Began to read the book of Galatians. On top of that, I am also using a book study by John Stott to help me understand what I am reading better. This first 10 verses tell a lot about why this letter was written! A different Gospel, undermining the doctrine of grace was being preached. Paul had some very harsh words for the Galatian church regarding this! But the problem is still around today! When this doctrine is either taken too liberally or not being preached at all; that still happens today!

I realise, God’s favour is still with me. The past 2 weeks have been filled with miracles of divine appointment in my life. Two weeks ago a brother happen to just visit our church; just when I really needed to talk to someone. Two days ago, had a chat with someone whom I’ve not chatted with in a while. The 2 of us are in the same boat. But we are both reacting differently. But most amazing was yesterday.

I didn’t want to go and eat dinner at the S11 kopitiam yesterday; just wanted to have fruits when I reached home that night. But I went to over for dinner anyway. Met a couple whom I’ve not seen in 2 months. It was fantastic meeting them, they too have been trying to meet with me; and they had not intended to be in Pasir Ris yesterday, they just felt like going over for dinner!

I wonder why God has sent them to me again, just when I’m starting to get better? Perhaps there is yet another message He is trying to tell me.

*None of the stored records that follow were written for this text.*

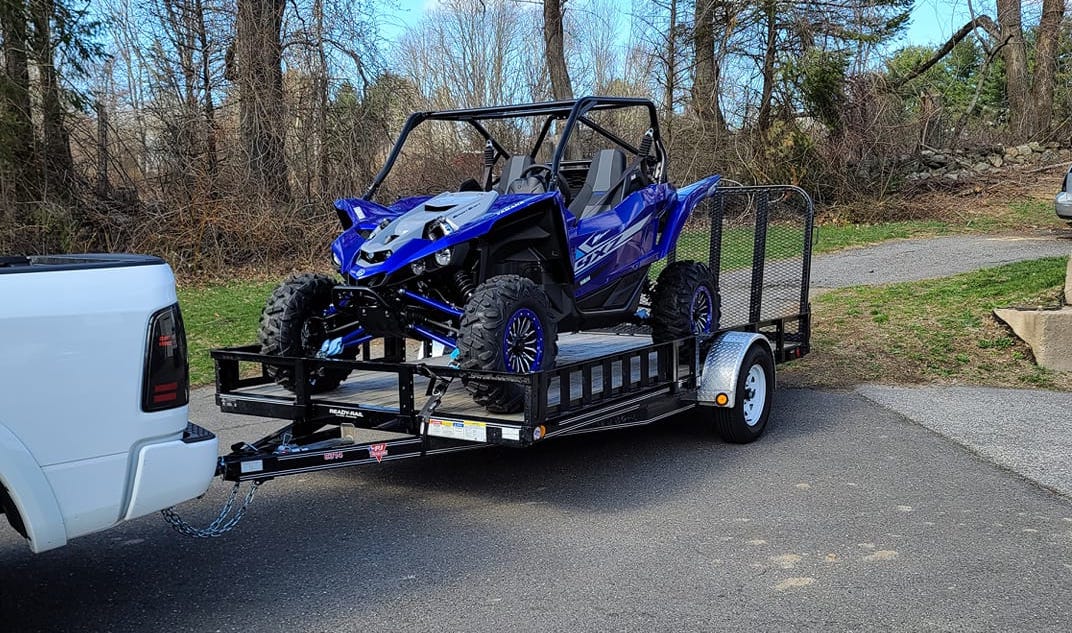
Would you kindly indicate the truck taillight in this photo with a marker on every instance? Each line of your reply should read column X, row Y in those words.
column 166, row 372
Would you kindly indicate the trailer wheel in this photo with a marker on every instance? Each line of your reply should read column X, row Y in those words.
column 287, row 328
column 507, row 326
column 684, row 303
column 746, row 420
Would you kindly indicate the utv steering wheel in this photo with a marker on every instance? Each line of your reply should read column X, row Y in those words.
column 563, row 183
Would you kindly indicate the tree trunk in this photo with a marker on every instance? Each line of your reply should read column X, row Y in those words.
column 705, row 83
column 1045, row 61
column 555, row 50
column 1010, row 23
column 671, row 84
column 767, row 94
column 259, row 75
column 58, row 162
column 16, row 119
column 211, row 158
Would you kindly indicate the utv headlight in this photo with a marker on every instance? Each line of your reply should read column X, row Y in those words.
column 443, row 258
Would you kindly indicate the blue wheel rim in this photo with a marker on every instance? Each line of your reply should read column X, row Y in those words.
column 523, row 342
column 702, row 310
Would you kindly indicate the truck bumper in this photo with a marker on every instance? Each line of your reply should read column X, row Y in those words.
column 175, row 471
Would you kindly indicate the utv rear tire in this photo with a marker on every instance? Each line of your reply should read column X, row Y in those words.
column 684, row 303
column 284, row 329
column 507, row 326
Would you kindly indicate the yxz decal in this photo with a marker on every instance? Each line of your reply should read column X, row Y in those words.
column 592, row 250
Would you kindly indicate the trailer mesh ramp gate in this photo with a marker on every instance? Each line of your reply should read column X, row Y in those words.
column 757, row 241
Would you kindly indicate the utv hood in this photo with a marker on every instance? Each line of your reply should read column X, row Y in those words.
column 430, row 220
column 430, row 225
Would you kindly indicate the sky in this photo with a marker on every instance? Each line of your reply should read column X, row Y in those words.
column 933, row 20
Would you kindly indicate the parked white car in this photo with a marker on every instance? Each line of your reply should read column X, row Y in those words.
column 93, row 396
column 1063, row 202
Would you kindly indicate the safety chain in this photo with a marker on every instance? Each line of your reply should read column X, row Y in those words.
column 222, row 524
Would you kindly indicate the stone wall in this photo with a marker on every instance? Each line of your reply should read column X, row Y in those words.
column 968, row 164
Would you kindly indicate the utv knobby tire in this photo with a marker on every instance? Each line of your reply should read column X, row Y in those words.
column 676, row 292
column 283, row 333
column 481, row 341
column 753, row 394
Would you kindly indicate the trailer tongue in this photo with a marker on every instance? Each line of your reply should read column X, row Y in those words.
column 758, row 243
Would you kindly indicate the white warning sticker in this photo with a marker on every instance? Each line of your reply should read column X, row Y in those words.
column 458, row 429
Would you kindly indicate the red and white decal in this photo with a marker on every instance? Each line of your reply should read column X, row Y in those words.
column 377, row 451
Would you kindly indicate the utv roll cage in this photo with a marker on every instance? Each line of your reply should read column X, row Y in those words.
column 574, row 112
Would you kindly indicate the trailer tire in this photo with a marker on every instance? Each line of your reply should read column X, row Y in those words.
column 685, row 303
column 746, row 421
column 507, row 326
column 284, row 329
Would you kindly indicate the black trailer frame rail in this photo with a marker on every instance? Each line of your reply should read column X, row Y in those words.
column 628, row 387
column 619, row 389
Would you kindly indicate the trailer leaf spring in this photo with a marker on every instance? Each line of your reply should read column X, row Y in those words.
column 223, row 523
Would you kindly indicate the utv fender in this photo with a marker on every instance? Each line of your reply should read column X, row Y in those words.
column 532, row 235
column 688, row 196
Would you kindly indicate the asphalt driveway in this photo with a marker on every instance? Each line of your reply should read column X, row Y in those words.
column 847, row 516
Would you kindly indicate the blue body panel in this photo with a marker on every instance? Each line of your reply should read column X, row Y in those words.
column 604, row 247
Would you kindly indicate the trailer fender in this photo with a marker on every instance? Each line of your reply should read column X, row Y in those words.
column 30, row 494
column 721, row 367
column 688, row 196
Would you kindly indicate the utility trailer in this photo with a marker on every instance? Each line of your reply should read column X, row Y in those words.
column 757, row 241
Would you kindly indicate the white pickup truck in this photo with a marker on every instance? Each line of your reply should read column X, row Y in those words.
column 93, row 393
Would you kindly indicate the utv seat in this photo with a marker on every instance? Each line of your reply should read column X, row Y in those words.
column 511, row 171
column 604, row 187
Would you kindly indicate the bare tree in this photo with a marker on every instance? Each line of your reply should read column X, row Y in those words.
column 258, row 73
column 16, row 121
column 708, row 72
column 553, row 44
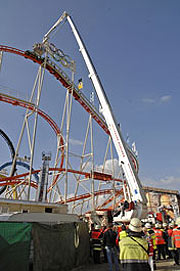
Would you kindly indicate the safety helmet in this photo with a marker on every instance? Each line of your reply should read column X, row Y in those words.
column 178, row 221
column 97, row 227
column 157, row 225
column 148, row 225
column 135, row 225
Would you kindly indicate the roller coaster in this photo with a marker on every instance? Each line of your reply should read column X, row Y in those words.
column 93, row 188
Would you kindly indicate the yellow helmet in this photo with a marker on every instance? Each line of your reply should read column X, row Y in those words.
column 178, row 221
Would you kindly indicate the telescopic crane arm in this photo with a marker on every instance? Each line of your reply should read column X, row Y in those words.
column 134, row 183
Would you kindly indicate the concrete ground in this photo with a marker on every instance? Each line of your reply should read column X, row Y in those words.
column 163, row 265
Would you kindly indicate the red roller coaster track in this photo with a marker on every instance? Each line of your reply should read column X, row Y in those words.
column 66, row 82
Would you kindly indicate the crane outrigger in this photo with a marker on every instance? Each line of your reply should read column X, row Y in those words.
column 137, row 194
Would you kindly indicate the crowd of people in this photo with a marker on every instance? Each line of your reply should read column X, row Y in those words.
column 136, row 246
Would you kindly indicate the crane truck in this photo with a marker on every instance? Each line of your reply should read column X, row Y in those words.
column 135, row 187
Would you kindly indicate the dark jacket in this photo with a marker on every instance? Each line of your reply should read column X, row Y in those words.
column 109, row 238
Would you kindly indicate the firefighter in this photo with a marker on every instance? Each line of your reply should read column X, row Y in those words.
column 134, row 251
column 176, row 241
column 122, row 233
column 96, row 243
column 160, row 242
column 170, row 247
column 109, row 242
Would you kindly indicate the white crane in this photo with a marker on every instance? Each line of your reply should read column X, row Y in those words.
column 136, row 190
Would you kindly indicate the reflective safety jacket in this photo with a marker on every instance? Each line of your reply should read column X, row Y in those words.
column 154, row 241
column 132, row 252
column 159, row 237
column 176, row 238
column 122, row 234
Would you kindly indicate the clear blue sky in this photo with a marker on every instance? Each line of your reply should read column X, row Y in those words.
column 135, row 46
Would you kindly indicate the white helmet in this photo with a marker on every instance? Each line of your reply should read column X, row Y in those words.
column 148, row 225
column 178, row 221
column 157, row 225
column 135, row 225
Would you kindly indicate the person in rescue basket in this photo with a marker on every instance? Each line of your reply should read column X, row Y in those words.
column 134, row 251
column 109, row 242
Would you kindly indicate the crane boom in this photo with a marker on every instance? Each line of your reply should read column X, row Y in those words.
column 134, row 183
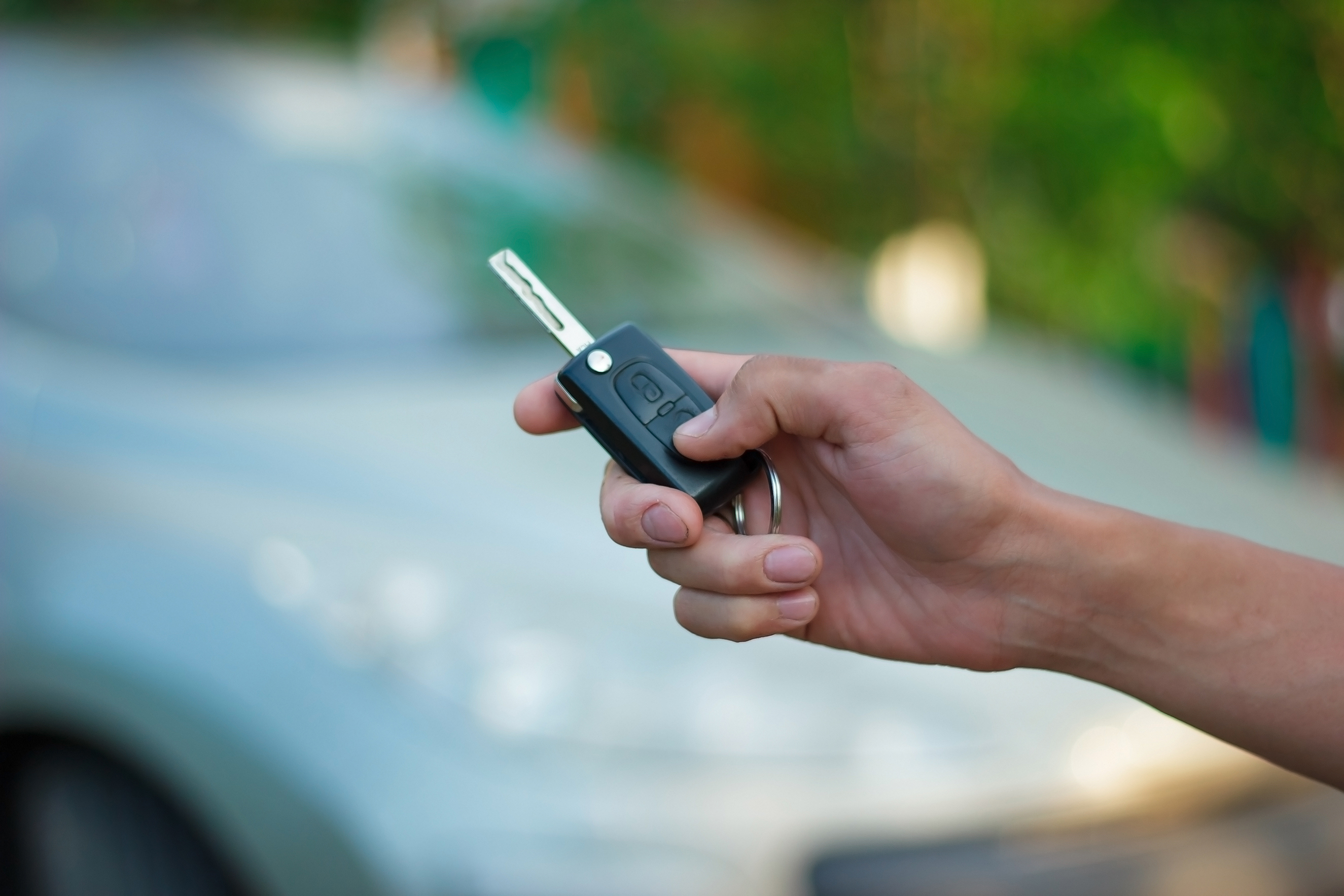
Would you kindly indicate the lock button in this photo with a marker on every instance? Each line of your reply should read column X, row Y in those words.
column 647, row 391
column 652, row 397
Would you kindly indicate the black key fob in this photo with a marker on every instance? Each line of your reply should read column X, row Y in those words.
column 631, row 396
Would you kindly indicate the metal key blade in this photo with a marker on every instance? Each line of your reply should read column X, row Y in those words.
column 541, row 301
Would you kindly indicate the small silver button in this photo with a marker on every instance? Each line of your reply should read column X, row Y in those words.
column 600, row 362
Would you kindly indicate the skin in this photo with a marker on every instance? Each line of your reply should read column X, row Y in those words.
column 908, row 537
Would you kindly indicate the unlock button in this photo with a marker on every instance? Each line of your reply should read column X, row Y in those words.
column 647, row 391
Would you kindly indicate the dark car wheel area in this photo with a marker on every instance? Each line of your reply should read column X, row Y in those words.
column 77, row 822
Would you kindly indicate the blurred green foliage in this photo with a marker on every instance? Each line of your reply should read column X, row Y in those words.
column 1128, row 164
column 1069, row 135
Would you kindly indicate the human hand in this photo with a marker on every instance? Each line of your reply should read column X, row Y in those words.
column 896, row 537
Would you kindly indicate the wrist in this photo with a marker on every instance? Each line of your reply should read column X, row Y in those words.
column 1068, row 571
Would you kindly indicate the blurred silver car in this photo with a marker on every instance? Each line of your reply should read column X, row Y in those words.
column 290, row 606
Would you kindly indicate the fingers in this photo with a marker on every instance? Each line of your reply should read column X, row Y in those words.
column 538, row 409
column 710, row 370
column 647, row 516
column 741, row 564
column 734, row 618
column 803, row 397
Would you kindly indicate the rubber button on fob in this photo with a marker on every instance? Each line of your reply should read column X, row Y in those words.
column 652, row 397
column 664, row 426
column 647, row 391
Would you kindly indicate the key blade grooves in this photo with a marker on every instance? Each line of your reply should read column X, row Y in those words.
column 541, row 301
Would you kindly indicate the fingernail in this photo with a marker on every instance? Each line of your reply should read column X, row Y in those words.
column 698, row 426
column 792, row 563
column 662, row 524
column 797, row 607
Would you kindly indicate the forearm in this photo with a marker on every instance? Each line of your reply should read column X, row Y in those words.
column 1240, row 640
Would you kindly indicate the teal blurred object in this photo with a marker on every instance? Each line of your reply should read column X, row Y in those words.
column 1270, row 363
column 502, row 69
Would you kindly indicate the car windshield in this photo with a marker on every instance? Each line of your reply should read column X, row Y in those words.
column 211, row 204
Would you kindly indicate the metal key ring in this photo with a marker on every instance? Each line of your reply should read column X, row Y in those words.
column 739, row 512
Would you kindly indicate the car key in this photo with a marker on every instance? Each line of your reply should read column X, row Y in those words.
column 631, row 396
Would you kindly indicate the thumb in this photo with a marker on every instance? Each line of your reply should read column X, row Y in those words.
column 773, row 394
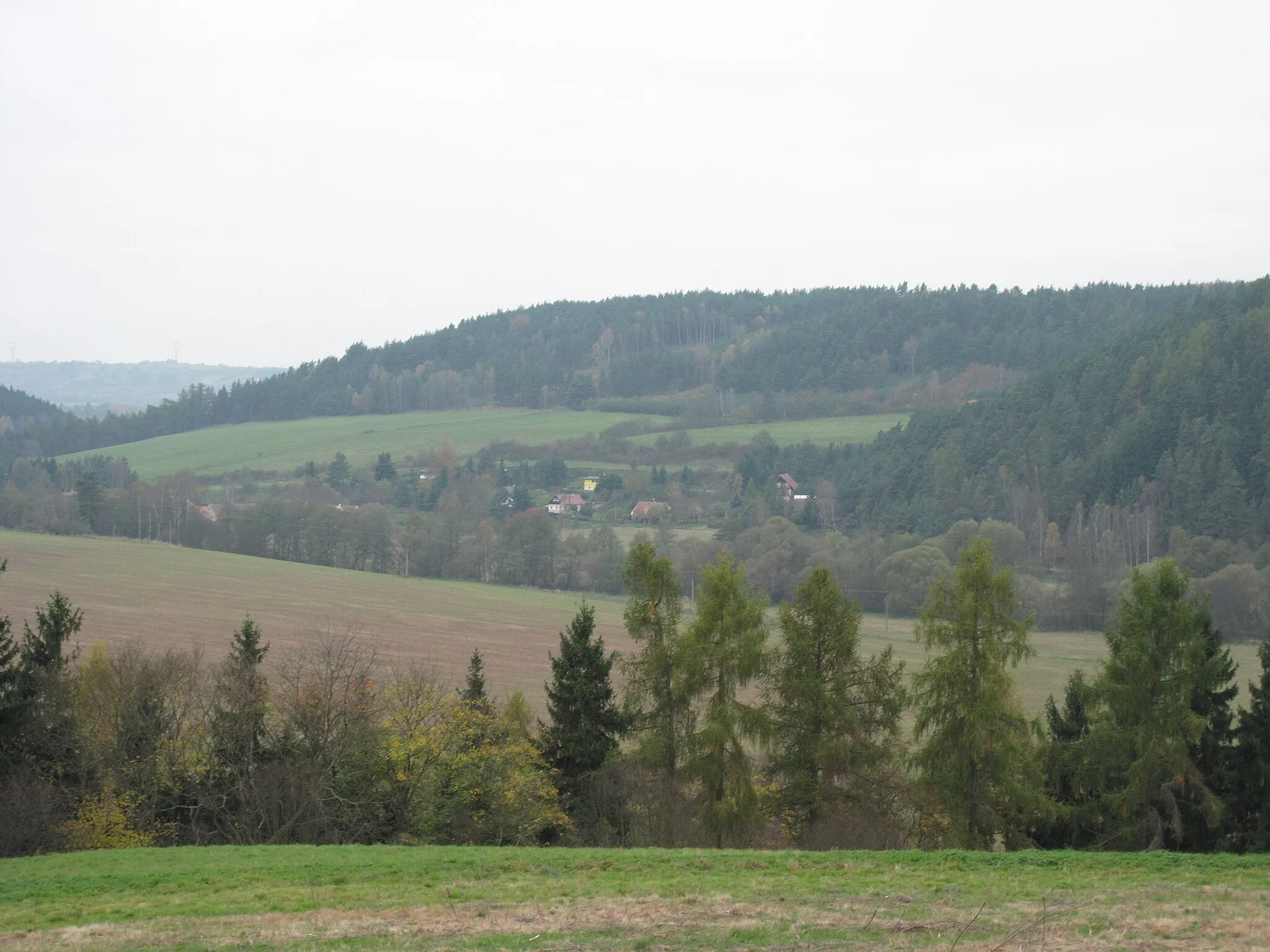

One which I may not want to hear; but then, I’m quite use to doing things I don’t want to do. So I will obey once again; no matter what. But yet, God’s favour has been with me the last few weeks, yet it is me who disappoints. Laid yet another two yesterday, seems to be becoming a familiar pattern. This time of forced rest is definitely good, the guitar team is doing fine, they just don’t know how much potential they actually have. So does One Voice, I won’t be around much to run it, have effectively handed the operations of One Voice to the team leaders.

Withdrawing myself from ministry is important; even though it is only temporary. Rest, that is what I really need now. Spiritual rest. I cannot wait till next Tuesday, when I meet up with them again. I’m glad things are going well up north. Will be praying for journey mercies as they head back south.